The survey was open for three months online and was also available in paper form. Ten questions covered the format, time of day, time of year, cost and location of the evening; thirty eight Fellows responded to the survey. An overwhelming 98% of respondents felt the Society should continue to run an annual Fellows’ event. The preferred time of year varied considerably: overall the most popular times being between AprilJune (37%) and October–December (31%); twenty eight percent of respondents didn’t mind what time of year the event took place.

The current format of the event is an invited speaker and a meal. Fellows were asked which of the four suggested formats they would prefer (Figure 1). The most popular option, (77% responses), was an invited speaker and meal. Two respondents made additional suggestions: visit a place of interest such as the House of Commons and the event should be informal.

When asked whether a sit down meal or buffet was preferable, 62% respondents selected the less formal buffet. Reasons given for this 14 • Summer 2012 / Maplines

preference included, that it would allow attendees to circulate and network and may offer a cheaper attendance fee.
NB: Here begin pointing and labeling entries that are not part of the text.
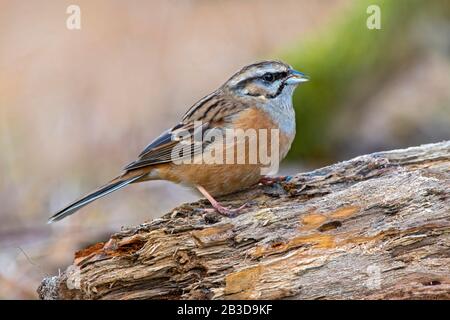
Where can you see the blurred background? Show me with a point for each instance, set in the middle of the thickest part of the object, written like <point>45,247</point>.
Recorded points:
<point>77,105</point>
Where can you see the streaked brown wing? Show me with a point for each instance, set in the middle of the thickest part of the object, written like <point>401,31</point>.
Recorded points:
<point>160,150</point>
<point>214,111</point>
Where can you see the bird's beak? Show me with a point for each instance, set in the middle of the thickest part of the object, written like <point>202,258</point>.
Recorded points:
<point>296,77</point>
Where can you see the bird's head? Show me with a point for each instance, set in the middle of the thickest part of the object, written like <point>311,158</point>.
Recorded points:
<point>265,80</point>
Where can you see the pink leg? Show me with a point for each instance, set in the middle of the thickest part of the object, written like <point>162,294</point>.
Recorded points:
<point>219,208</point>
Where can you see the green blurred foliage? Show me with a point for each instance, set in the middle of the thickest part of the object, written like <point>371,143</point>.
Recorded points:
<point>345,64</point>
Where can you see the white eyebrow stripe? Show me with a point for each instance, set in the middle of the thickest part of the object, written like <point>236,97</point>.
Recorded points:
<point>258,72</point>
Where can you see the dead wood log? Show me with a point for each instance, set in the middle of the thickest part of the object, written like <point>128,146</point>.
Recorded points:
<point>374,227</point>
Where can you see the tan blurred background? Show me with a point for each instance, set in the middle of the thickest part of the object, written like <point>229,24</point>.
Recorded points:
<point>77,105</point>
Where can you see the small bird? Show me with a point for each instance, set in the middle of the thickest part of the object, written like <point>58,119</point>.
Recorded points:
<point>259,96</point>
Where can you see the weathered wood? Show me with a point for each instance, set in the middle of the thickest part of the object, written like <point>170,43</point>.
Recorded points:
<point>374,227</point>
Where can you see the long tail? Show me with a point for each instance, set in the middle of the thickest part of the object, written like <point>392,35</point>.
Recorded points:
<point>112,186</point>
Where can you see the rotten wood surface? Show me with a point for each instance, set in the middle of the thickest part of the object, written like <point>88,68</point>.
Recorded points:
<point>374,227</point>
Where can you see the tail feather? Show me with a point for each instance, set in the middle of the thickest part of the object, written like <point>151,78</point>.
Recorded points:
<point>112,186</point>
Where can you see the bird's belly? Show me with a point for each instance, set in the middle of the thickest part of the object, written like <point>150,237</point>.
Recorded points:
<point>217,179</point>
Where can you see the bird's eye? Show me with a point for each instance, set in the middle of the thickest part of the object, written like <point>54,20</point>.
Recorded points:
<point>268,77</point>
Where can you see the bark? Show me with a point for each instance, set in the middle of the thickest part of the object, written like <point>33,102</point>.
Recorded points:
<point>374,227</point>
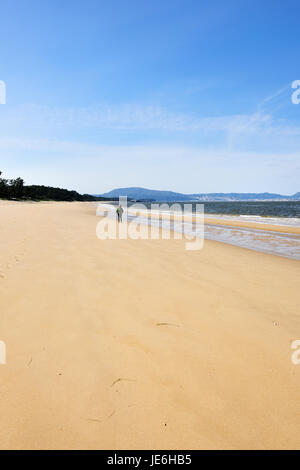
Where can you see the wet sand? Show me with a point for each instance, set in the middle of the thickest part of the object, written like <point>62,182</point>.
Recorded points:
<point>130,344</point>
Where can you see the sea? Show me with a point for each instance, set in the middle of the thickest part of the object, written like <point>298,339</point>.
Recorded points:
<point>276,213</point>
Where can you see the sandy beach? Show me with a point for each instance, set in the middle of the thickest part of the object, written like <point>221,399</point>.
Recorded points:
<point>124,344</point>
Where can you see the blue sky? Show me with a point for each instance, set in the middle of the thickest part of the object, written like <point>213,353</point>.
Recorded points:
<point>183,95</point>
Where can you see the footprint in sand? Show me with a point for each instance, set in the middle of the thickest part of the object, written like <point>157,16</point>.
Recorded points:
<point>121,379</point>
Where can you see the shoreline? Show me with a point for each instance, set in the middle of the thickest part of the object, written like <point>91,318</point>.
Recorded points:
<point>121,344</point>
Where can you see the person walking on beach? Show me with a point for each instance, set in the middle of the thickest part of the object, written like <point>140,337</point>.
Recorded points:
<point>120,211</point>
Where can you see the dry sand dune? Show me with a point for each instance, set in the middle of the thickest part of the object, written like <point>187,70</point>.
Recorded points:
<point>142,344</point>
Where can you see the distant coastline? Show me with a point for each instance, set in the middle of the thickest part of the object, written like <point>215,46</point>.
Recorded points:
<point>144,194</point>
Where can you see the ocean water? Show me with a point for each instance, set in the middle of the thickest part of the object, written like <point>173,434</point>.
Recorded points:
<point>281,213</point>
<point>274,209</point>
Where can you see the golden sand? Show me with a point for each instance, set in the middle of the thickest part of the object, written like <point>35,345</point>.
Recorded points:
<point>124,344</point>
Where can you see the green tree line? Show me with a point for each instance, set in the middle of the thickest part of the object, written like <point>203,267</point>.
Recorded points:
<point>16,189</point>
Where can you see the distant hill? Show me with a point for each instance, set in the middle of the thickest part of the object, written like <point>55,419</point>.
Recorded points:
<point>137,193</point>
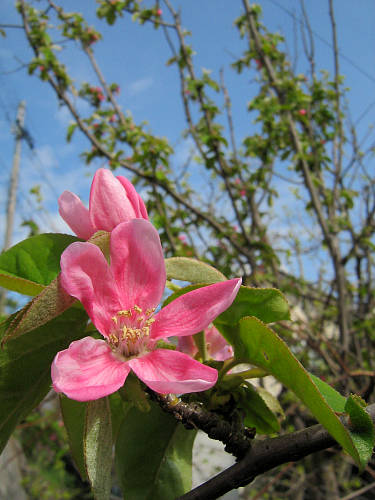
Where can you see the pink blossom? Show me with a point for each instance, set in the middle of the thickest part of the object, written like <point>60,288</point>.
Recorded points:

The Fellows’ Evening has been held in London over previous years. 80% of respondents thought this was a suitable location. However nine respondents added a comment to this answer. It was suggested that the event should move around the country or be on an evening prior to the Annual Symposium to encourage

more people to attend. Other suggested locations included Birmingham, Taunton, Oxford, Cambridge and Scotland.

Fellows were asked what time of day they would like the event to take place. The most popular option was ‘Evening with networking in the bar before the event’ (48%). It was suggested the event should run after another meeting e.g. Council Meeting.

Cost to attend is important to everyone. Fellows were offered four price brackets for three options: speaker only, meal only, speaker and meal. For an event which was speaker only or meal only 93% and 68% respondents respectively felt that £25-£30 was appropriate. For a speaker and meal almost half respondents, 48%, selected £31-£45 and 31% selected £46-£60.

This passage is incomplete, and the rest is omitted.